Keine Lust auf Yoga? Sieben Alternativen

Wir alle haben gute und schlechte Tage. Vielleicht hast du die letzte Nacht mit Freund*innen durchgetanzt, gerade deine Menstruation, oder du bist einfach mit dem falschen Bein voraus aus dem Bett gefallen. Egal, wieso, manchmal möchte man einfach nur noch im Bett bleiben und sich die Decke über den Kopf ziehen. Yoga? Heute eher nicht so.

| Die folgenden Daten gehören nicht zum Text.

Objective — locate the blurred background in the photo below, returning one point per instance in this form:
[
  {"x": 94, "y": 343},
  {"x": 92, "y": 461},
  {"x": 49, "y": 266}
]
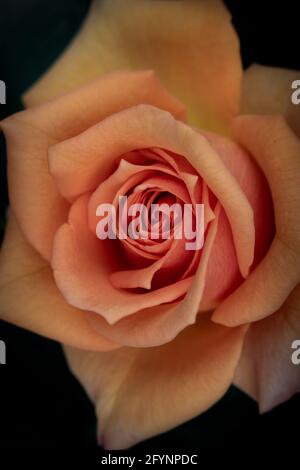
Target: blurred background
[{"x": 41, "y": 405}]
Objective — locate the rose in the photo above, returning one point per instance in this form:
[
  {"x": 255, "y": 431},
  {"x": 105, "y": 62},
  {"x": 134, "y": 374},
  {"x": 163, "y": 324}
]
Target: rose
[{"x": 208, "y": 353}]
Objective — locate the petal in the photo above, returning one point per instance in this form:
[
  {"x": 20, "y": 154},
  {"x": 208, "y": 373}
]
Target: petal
[
  {"x": 277, "y": 150},
  {"x": 82, "y": 265},
  {"x": 190, "y": 44},
  {"x": 38, "y": 206},
  {"x": 266, "y": 371},
  {"x": 268, "y": 90},
  {"x": 29, "y": 297},
  {"x": 92, "y": 153},
  {"x": 141, "y": 393}
]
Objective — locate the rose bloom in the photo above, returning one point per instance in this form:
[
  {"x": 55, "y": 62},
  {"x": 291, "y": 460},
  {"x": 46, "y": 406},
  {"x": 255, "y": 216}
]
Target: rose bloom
[{"x": 101, "y": 125}]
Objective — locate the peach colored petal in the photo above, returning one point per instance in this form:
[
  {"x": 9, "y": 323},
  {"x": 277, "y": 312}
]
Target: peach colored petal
[
  {"x": 139, "y": 393},
  {"x": 266, "y": 371},
  {"x": 175, "y": 259},
  {"x": 190, "y": 44},
  {"x": 39, "y": 209},
  {"x": 92, "y": 153},
  {"x": 277, "y": 150},
  {"x": 82, "y": 265},
  {"x": 268, "y": 90},
  {"x": 29, "y": 297}
]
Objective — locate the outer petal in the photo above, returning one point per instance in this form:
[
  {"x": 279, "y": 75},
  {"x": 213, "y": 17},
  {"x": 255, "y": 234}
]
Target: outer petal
[
  {"x": 29, "y": 297},
  {"x": 190, "y": 44},
  {"x": 140, "y": 393},
  {"x": 38, "y": 206},
  {"x": 268, "y": 90},
  {"x": 266, "y": 371}
]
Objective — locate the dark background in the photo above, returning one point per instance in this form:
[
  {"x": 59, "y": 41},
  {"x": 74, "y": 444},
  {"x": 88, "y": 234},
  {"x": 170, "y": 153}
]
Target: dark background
[{"x": 41, "y": 405}]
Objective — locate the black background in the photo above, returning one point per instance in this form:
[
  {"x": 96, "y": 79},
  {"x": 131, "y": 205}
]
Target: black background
[{"x": 41, "y": 405}]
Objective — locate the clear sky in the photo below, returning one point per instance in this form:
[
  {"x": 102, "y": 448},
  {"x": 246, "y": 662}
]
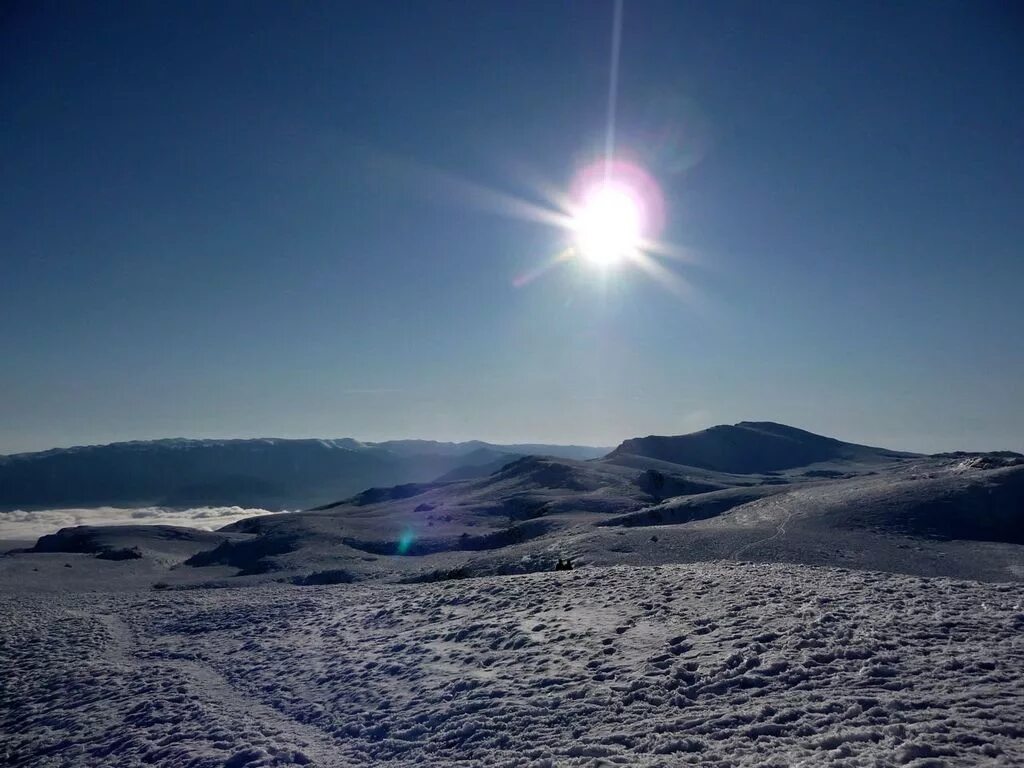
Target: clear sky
[{"x": 246, "y": 218}]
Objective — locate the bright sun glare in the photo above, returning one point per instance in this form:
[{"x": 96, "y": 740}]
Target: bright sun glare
[{"x": 607, "y": 224}]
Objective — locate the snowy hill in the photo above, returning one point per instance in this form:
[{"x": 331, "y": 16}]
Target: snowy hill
[
  {"x": 753, "y": 446},
  {"x": 711, "y": 617}
]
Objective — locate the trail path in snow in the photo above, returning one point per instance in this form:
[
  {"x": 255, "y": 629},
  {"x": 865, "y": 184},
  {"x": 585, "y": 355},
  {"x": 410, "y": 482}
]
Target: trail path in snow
[{"x": 718, "y": 665}]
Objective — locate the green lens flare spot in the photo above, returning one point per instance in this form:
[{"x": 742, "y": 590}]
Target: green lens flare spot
[{"x": 406, "y": 542}]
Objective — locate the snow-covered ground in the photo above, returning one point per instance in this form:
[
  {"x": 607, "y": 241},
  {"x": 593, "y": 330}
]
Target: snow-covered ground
[{"x": 707, "y": 664}]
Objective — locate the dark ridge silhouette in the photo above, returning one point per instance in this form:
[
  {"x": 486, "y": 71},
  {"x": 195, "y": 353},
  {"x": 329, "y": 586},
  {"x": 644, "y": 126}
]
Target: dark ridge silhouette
[
  {"x": 750, "y": 448},
  {"x": 268, "y": 472}
]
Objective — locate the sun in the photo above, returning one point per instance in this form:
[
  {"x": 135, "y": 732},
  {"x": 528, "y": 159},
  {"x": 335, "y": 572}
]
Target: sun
[{"x": 607, "y": 225}]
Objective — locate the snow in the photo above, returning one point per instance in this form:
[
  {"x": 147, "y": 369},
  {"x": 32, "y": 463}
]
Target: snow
[
  {"x": 707, "y": 664},
  {"x": 26, "y": 524}
]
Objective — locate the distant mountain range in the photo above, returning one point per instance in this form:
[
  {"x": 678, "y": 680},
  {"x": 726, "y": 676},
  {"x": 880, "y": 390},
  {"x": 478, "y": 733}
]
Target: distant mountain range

Effektiv entspannen – ein Paradox

Ich tendiere dazu, meinen Tag bis ins kleinste durchzuplanen und zu optimieren. Nach der Ashtanga Stunde noch kurz einen kalorienfreien Shake trinken und ab ins Büro. Auf dem Rückweg nach Hause noch fürs Abendessen einkaufen und dem Liebsten etwas kochen. Abends Quality Time in Form von Netflix – aber bitte nur genau 90 Minuten. Denn man muss sich ja auch Zeit für sich selbst nehmen. 10 Minuten Abendmeditation also. Ich bin nicht effektiv entspannt. Das stresst mich.

Stoppe die Selbstoptimierung!

Obwohl ich mich den ganzen Tag mit Spiri-Themen beschäftige und man denken würde, ich sei dadurch total entspannt, hatte ich in der Mitte einer Yoga-Stunde auf einmal starke Magenkrämpfe. Ich hatte vergessen, vorher etwas zu essen. Und da ich nicht “versagen” wollte, habe ich die Stunde durchgehalten, obwohl ich Schmerzen hatte. Ich hatte das eben so geplant!

Wie kann ich mich selbst wieder spüren?

Dieses Erlebnis hat mir gezeigt: ich muss etwas ändern. Den Terminkalender mit Yogastunden vollzustopfen und diese ohne Tiefe zu absolvieren, ist kontraproduktiv. Ich möchte mich wieder spüren; wahrnehmen, wenn ich Hunger habe oder müde bin, und nicht erst auf die Signale meines Körpers hören, wenn es zu spät ist.

Um nicht wieder in die Stressfalle zu tappen, will ich es erstmal ohne Yoga und Meditation versuchen.

Wie das funktioniert? Habe ich mich auch gefragt. Doch nach und nach ist mir aufgefallen, dass mir oft Möglichkeiten begegnet sind, mich ein wenig zu entspannen oder meine Wahrnehmung zu verändern – auch ohne Yoga. Die folgenden sieben Sachen habe ich entweder schon selbst probiert, oder sie stehen ganz weit oben auf meiner To-Do-Liste:

1. Psychedelic Breath

„Love is like oxygen – You get too much you get too high“ singen schon The Sweet in ihrem 70er-Jahre-Hit. Durch Atmen kann man sich also in einen anderen Bewusstseinszustand bringen. Auf Basis dieser Erkenntnis bietet Eva Kaczor die dynamische Atemtechnik “Psychedelic Breath” an. Wenn du nicht gerade zufällig samstags in Berlin bist, könntest du auch Transformational Breath® üben. Das gibt’s in Hamburg oder in München. Oder vielleicht ist das nächste Event von Lichtatmung in deiner Nähe?

2. Floatation Tank

Hast du die Serie Stranger Things gesehen und erinnerst dich an diesen Wassertank, in dem Eleven eingesperrt wird? Das ist ein Floating Tank, auch Isolation Tank oder Sensory Deprivaton Tank genannt. Privat kann man das auch ausprobieren – nur weniger gruselig und natürlich freiwillig.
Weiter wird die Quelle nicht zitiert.